A desolate world, held by the simple green explorers. The earliest terrestrial vegetation was not mastoid trees but small creatures that developed out of freshwater algae in the period of Ediacaran-Cambrian transition some 550 million years ago.
What is the Role of Photosynthesis Here?
Photosynthesis was initiated by cyanobacteria approximately 3 billion years ago and the planet was flooded with oxygen but it was not plants but a prokaryote which was a cyanobacterium.
Multicellularity in freshwater was produced in green algae of the streptophyte lineage such as Zygnema, circa 700-500 million years ago, pre-empting land plants.
These algae evolved mucilage layers as protecting against drought, which is one of the main precursors of life on land.
Movement to the Land (Terrestrialization)
The emergence of land plants, or embryophytes, occurred at the time of the existence of Zygnema-like streptophyte-like algae (between 550 and 650 million years ago) due to the expansion of cell walls and cell wall stress responses.
Indirect evidence of early bryophyte-like forms flourishing in damp conditions is found in the mid-Ordovician spores (c. 475 million years ago).
This one evolutionary jump made embryos able to grow on their parent gametophytes, a characteristic of the land plant reproduction.

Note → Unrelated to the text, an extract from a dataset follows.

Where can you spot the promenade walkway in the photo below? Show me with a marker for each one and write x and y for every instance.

Which were the Earliest Land Plants?
First were the non-vascular bryophytes, liverworts and mosses, which were first found about 470-450 million years ago; these extracted water into wet conditions through the process of osmosis.

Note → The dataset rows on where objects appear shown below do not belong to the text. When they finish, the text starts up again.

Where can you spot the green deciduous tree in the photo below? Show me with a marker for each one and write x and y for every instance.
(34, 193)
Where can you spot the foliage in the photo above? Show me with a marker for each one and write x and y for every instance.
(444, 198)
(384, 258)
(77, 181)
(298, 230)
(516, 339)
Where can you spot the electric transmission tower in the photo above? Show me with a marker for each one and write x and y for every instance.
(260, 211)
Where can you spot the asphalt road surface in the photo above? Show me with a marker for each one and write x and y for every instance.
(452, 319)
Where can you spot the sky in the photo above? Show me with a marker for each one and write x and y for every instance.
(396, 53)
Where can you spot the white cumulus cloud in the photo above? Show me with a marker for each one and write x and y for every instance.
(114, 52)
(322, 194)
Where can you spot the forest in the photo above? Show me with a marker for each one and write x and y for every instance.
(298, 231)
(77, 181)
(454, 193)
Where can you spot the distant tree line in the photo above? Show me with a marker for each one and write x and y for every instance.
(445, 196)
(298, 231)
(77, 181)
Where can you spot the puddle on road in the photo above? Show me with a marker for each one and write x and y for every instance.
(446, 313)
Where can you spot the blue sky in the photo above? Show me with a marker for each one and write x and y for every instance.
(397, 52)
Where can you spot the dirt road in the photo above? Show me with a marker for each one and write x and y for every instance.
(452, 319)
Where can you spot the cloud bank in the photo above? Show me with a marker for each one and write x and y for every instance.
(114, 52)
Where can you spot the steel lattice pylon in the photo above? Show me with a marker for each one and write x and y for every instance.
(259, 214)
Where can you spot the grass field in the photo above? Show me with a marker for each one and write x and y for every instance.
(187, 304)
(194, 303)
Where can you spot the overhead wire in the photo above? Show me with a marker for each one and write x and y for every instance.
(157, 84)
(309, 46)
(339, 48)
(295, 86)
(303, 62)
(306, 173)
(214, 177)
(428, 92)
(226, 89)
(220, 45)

Liverworts are confirmed by fossils such as Pallavicinites of the Upper Devonian (circa 370 million years old), but are scarcely megafossil until the Silurian.

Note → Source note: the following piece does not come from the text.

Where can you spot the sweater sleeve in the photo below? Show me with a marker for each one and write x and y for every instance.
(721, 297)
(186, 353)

The ground hugging of these pioneersreplicated through spores in the absence of roots and vascular tissues.
Which were the First Vascular Plants?
Cooksonia, of ca. 432-415 million years (late Silurian-early Devonian) is the oldest vascular plant megafossil with simple branching stems and tracheids to conduct water.
It was less than centimeters high, with terminal sporangia and thus allowed an upright growth in drier soils.
Its look brought about a Devonian plant explosion, clearing the way to forests.
| Feature | Non-Vascular (Bryophytes) | Vascular (e.g., Cooksonia) |
| Tissue | None; diffusion/osmosis | Xylem/phloem for transport |
| Size/Habitat | Small, moist areas | Taller, drier lands |
| Age | Spores ~475 Ma | Fossils ~432 Ma |
| Reproduction | Spores; no seeds | Spores; independent sporophyte |
Evolutionary Timeline
| Era/Period | Milestone |
| ~3 Ga | Cyanobacteria photosynthesis |
| ~1 Ga | Multicellular green algae |
| ~550 Ma | Embryophytes from Zygnema-like algae |
| ~475 Ma | First spores (bryophyte evidence) |
| ~432 Ma | Cooksonia, oldest vascular megafossil |
| Devonian (~400 Ma) | Bryophyte fossils, diversification |
Adaptations of land life include the following important ones-
There was a waxy cuticle which inhibited desiccation and early stomata (in vascular plants) which controlled gaseous exchange and water loss.
Growth and drought were regulated by the hormonal pathways, and gene duplication increased multicellularity and cell walls
They inherited these traits of the algal ancestors and this enabled them to conquer arid lands.